In this, the year of our lord 2017, a TV show — in this case, Marvel’s Runaways — still thinks it’s a good idea to use rape as a plot device. Did we learn nothing from the endless discussion around Game of Thrones? Aren’t you tired? I’m tired.
First, let’s back up and establish what Marvel’s Runaways is all about, in case this is the first you’re hearing about it: It’s an adaptation of a popular Marvel comic that was launched in 2003, called Runaways. Unlike other big-budget, explosion-filled blockbusters you might be used to when you think of Marvel, Runaways is more like Marvel’s take on The O.C. or Riverdale — with a dash of X-Men thrown in for good measure. In fact, Josh Schwartz and Stephanie Savage, both of whom worked on The O.C. and Gossip Girl, are responsible for bringing Runaways to Hulu — and it shows.
In lieu of recognizable Avengers, Runaways stars a ragtag bunch of superpowered teens who discover that their parents are part of a mysterious crime organization called the Pride that also might or might not be a magical cult. One of them also has a dinosaur in their basement. Don’t ask.
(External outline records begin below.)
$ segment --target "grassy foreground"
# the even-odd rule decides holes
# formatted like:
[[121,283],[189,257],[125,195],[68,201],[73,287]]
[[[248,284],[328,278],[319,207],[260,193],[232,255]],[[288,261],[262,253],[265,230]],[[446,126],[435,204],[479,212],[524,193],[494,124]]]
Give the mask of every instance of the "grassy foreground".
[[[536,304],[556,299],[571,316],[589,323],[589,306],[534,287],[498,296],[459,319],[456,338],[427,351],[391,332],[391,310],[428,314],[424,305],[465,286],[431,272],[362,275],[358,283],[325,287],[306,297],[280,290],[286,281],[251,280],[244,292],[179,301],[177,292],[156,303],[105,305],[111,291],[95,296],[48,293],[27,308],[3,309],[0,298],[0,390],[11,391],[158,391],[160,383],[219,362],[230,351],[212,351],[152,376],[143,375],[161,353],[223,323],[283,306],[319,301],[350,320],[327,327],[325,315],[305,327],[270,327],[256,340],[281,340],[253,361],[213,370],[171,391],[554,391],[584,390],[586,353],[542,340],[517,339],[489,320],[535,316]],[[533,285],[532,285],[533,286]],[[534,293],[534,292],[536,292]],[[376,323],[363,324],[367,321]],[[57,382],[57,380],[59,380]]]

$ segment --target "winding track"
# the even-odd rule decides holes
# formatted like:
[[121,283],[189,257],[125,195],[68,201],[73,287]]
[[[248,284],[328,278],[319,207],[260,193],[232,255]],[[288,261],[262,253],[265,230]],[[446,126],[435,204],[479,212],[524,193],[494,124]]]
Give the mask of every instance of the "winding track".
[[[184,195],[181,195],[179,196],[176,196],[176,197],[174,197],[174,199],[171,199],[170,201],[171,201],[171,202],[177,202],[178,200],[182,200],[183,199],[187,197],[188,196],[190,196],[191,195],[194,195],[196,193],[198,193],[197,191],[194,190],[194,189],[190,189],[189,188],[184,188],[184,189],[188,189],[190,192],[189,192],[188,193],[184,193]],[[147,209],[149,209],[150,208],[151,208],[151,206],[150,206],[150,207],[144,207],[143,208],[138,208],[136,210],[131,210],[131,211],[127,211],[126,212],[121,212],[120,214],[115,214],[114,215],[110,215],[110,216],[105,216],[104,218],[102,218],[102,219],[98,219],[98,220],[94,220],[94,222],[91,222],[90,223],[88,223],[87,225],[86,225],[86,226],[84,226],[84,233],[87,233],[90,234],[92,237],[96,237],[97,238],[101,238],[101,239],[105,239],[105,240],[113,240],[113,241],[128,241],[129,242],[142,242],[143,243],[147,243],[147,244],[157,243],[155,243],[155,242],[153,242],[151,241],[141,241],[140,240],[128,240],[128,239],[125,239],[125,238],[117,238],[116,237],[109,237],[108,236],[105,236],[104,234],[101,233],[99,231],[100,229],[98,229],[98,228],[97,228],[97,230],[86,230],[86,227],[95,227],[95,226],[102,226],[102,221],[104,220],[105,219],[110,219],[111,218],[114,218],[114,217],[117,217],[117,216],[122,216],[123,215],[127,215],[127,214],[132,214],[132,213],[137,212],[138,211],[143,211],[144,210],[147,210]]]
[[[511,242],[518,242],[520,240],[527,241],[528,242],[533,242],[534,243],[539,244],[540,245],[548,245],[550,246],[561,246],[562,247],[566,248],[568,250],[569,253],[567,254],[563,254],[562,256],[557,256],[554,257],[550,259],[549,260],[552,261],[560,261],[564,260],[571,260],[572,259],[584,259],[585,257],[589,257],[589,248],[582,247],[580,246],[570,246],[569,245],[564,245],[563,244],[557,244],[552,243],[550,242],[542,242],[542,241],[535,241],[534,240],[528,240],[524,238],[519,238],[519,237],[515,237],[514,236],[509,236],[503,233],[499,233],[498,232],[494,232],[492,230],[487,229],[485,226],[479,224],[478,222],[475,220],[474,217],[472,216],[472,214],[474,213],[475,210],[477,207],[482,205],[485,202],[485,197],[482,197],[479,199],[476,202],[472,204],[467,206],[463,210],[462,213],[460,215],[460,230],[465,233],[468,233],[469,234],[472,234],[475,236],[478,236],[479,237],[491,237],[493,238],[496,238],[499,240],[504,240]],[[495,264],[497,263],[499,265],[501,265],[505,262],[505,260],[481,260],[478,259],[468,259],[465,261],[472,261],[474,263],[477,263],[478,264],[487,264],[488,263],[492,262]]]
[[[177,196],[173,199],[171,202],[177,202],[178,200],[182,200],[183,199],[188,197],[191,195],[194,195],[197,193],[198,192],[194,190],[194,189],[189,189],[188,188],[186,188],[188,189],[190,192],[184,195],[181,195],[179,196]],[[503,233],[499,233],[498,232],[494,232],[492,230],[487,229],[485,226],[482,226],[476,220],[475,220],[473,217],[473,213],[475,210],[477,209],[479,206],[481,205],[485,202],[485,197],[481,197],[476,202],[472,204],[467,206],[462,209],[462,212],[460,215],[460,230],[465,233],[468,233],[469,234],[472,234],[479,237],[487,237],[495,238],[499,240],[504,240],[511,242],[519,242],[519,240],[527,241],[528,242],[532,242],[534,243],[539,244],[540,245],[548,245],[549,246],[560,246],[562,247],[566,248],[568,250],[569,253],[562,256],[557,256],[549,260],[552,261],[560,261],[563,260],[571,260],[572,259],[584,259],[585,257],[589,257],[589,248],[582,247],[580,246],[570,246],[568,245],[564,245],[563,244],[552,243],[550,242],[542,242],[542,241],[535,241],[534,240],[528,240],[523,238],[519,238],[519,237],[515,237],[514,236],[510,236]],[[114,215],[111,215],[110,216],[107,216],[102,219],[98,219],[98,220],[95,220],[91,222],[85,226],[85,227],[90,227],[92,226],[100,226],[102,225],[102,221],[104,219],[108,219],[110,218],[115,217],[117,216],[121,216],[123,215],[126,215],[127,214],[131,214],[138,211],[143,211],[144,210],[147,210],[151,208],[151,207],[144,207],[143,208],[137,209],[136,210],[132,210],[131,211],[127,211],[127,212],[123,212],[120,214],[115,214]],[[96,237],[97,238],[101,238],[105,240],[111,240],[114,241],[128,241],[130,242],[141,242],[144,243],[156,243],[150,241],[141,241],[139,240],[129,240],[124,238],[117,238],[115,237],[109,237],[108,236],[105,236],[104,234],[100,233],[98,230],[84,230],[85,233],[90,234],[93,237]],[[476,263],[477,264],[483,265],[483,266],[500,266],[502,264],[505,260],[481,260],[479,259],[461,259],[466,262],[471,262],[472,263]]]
Overall, the premiere kicks the series off confidently. The banter between the main cast of teens is sharp and believable, and the show does a great job of keying in on that paranoia that many kids feel at some point — that their parents might not always be telling the whole truth about who they are.
Naturally, some things have been changed in Runaways’ translation from comic to television, including several scenes that weren’t part of the original comic at all. And here’s where things get messy: In the first episode of Marvel’s Runaways, a scene written specifically for the television show uses the attempted rape of a main character as a plot device.
It happens about two-thirds of the way into the premiere, when Karolina (Virginia Gardner), the preachy, doe-eyed spokesperson for the Church of Gibborim — the show’s fictional, Scientology-esque religion, whose members all sport shackle-like metal bracelets — decides to be rebellious and go to a trashy teen house party. After spotting two women kissing and dancing together, Karolina removes her bracelet, an act that causes her supernatural powers to begin manifesting. Her skin emits a colorful, glittery glow and, shortly thereafter, she faints. Two men at the party see Karolina’s unconscious body on the dance floor and haul her upstairs without even exchanging a glance between them. Chase (Gregg Sulkin) — the show’s brawny, handsome jock who is also at the party — sees what’s happening and darts after them.
When Chase bursts through an upstairs bedroom door, he sees the two men hunched over Karolina’s body, undoing her belt. A few punches later, the two creeps sulk back to the dance floor, presumably to prey on someone else.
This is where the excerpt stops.